Related articles |
---|
[10 earlier articles] |
Re: Parsing partial sentences martin@gkc.org.uk (Martin Ward) (2017-04-11) |
Re: Parsing partial sentences gneuner2@comcast.net (George Neuner) (2017-04-11) |
Re: Parsing partial sentences DrDiettrich1@netscape.net (Hans-Peter Diettrich) (2017-04-12) |
Re: Parsing partial sentences DrDiettrich1@netscape.net (Hans-Peter Diettrich) (2017-04-20) |
Re: Parsing partial sentences gneuner2@comcast.net (George Neuner) (2017-04-21) |
Re: Parsing partial sentences walter@bytecraft.com (Walter Banks) (2017-04-27) |
Re: Parsing partial sentences 686-678-9105@kylheku.com (Kaz Kylheku) (2017-04-27) |
Re: Parsing partial sentences DrDiettrich1@netscape.net (Hans-Peter Diettrich) (2017-04-28) |
Re: Parsing partial sentences rugxulo@gmail.com (2017-04-28) |
Re: Parsing partial sentences marcov@toad.stack.nl (Marco van de Voort) (2017-04-29) |
Re: Parsing partial sentences 686-678-9105@kylheku.com (Kaz Kylheku) (2017-04-30) |
From: | Kaz Kylheku <686-678-9105@kylheku.com> |
Newsgroups: | comp.compilers |
Date: | Thu, 27 Apr 2017 19:08:09 +0000 (UTC) |
Organization: | Aioe.org NNTP Server |
References: | 17-04-001 17-04-023 |
Injection-Info: | miucha.iecc.com; posting-host="news.iecc.com:2001:470:1f07:1126:0:676f:7373:6970"; logging-data="66276"; mail-complaints-to="abuse@iecc.com" |
Keywords: | parse |
Posted-Date: | 27 Apr 2017 21:15:16 EDT |
On 2017-04-27, Walter Banks <walter@bytecraft.com> wrote:
> On 2017-04-03 3:57 AM, Hans-Peter Diettrich wrote:
>> Is there an easy way to parse e.g. C #defines into constants,
>> functions or other non-terminals, which are not the goal of the
>> entire grammar?
>
> In a word NO. #defines are always strings even when they look like
> constants, something I have found out the hard way. There have only been
> two ways that I have successfully dealt with #defines: a preprocessor
> pass or later and much faster pipeline the processing of C source and
> add the defined definition processing into part of the source fetch
> handling.
If we allow Pascal to be extended with a macro preprocessor,
I believe I could design a system for translating C to Pascal which
handles some macros, translating them to Pascal macros. Even some
macros that "break" syntactic boundaries, such as "list_for_each (var,
list) { block }".
I don't believe such a project has any value beyond getting
a pat on the back from another developer; I wouldn't spend any
time on such a thing. The end result might well be rejected by some
Pascal users, due to requiring the extended dialect, whether on
ideological grounds, or on practical issues with tooling (being able to
get the preprocessor running in a given Pascal development environment).
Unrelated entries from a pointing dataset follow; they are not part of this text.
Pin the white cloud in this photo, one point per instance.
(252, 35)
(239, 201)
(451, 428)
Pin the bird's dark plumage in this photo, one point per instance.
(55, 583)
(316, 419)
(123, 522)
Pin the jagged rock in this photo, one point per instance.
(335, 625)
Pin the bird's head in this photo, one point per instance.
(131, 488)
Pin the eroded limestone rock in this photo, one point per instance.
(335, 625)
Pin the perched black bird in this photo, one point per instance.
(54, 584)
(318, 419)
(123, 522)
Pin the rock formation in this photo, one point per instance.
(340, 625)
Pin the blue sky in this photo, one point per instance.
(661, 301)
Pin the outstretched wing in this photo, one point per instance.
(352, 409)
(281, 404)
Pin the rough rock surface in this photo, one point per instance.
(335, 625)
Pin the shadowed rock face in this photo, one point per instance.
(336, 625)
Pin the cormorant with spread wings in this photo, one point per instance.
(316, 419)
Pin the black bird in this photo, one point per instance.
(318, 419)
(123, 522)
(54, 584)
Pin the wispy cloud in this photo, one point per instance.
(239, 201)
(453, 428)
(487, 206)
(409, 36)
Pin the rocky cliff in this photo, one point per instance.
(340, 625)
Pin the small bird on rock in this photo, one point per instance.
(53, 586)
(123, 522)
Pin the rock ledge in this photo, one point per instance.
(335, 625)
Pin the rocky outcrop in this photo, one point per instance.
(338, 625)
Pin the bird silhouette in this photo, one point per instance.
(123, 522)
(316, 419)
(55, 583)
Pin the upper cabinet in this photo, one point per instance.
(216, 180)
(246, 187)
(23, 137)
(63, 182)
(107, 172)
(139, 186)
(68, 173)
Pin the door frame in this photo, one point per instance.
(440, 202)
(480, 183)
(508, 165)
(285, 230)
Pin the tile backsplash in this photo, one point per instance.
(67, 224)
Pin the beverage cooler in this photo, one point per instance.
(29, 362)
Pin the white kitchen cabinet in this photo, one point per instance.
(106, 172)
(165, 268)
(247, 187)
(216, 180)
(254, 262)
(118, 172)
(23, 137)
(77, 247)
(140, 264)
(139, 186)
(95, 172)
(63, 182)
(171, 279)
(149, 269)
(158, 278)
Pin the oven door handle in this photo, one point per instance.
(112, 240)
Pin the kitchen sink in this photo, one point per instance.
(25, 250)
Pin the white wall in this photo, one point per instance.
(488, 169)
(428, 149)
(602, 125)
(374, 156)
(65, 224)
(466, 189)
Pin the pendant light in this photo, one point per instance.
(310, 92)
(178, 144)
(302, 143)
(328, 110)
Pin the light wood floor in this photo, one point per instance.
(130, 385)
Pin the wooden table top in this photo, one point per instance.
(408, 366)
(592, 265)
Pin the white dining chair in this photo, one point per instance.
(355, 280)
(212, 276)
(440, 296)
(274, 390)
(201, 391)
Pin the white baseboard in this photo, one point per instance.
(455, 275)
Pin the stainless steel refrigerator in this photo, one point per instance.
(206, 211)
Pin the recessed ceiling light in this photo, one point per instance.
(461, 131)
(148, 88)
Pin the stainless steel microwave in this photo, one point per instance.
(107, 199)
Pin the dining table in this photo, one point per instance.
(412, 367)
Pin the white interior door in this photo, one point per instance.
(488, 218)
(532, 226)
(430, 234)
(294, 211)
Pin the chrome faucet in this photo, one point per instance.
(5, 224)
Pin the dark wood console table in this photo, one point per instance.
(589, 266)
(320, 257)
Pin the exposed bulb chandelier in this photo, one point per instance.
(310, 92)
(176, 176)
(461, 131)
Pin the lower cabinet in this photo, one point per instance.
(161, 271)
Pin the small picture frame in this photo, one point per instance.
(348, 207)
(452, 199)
Here is a very high level sketch of the approach:
- We preprocess the C translation unit fully before parsing it.
- However, we use our own specialized C preprocessor which is
tightly integrated into our translator.
- Our specialized C preprocessor carefully tracks, in detail
the origin of every piece of syntax, to the macro which
substituted that syntax, either as an argument or as body
material.
- As our parser is analyzing the code, it preserves this information
in the abstract syntax tree: every tree fragment, if it
was the result of a macro expansion, is tracked to the
macro call. We also know that an entire node was the result
of a macro call, and what that macro call looked like.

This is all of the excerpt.